Reviews and updates from Amber Foxx, author of the Mae Martin Psychic Mystery Series

 

 

A Comic Classic: Lucky Jim

Lucky Jim - Kingsley Amis, Keith Gessen

I wish I could hide behind some papers at a faculty assembly and make my Martian Invader face, or close the door to my office after some event of special academic absurdity and leap about in an ape imitation as private commentary. Lucky Jim is dangerous reading for an underpaid college lecturer. His ways of coping with such a position could get a person in trouble, if anyone opened the door or looked. I’ll have to recommend reading about his creative behaviors, not doing them. Laughing out loud is stress relief enough. When Jim copes unwisely, by drinking, his blunders are as funny as his faces, and the description of a hangover early in the book is somehow one of the most guffaw-inducing paragraphs I’ve ever read. The book is sixty years old and the only thing dated about it is the smoking. Colleges haven’t changed that much and human nature, not at all.

            The art of humor isn’t easy, and it takes mastery of language and characterization to do it well. Amis describes people and their eccentricities with relentless accuracy, seen through Jim Dixon’s occasionally fogged up glasses. Even the people Jim likes come across as vividly in their flaws as in their virtues. The girl he falls in love with is not a paragon, but the reader can see their compatibility and root for them to succeed as a couple. Their relationship, like the whole book, is a triumph of mischief and the urge for liberation, over conformity to the things other people expect of us.

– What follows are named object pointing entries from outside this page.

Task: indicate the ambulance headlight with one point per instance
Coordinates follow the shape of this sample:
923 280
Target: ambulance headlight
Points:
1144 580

            This novel is also a compassionate and hilarious exploration of the very nature of frustration. The annoying over-achieving student, the professor whose every word and mannerism drive Jim crazy, a slow bus and everything that delays it when punctuality is matter of unbearable romantic importance, are conveyed with comic perfection. This being a comedy, of course the seemingly worst possible outcomes in Jim’s professional life and even his most egregious mistakes turn out to be for best, but the suspense as to how he’ll get out of his difficulties doesn’t let up until the end.

            Lucky you, if you discover Lucky Jim.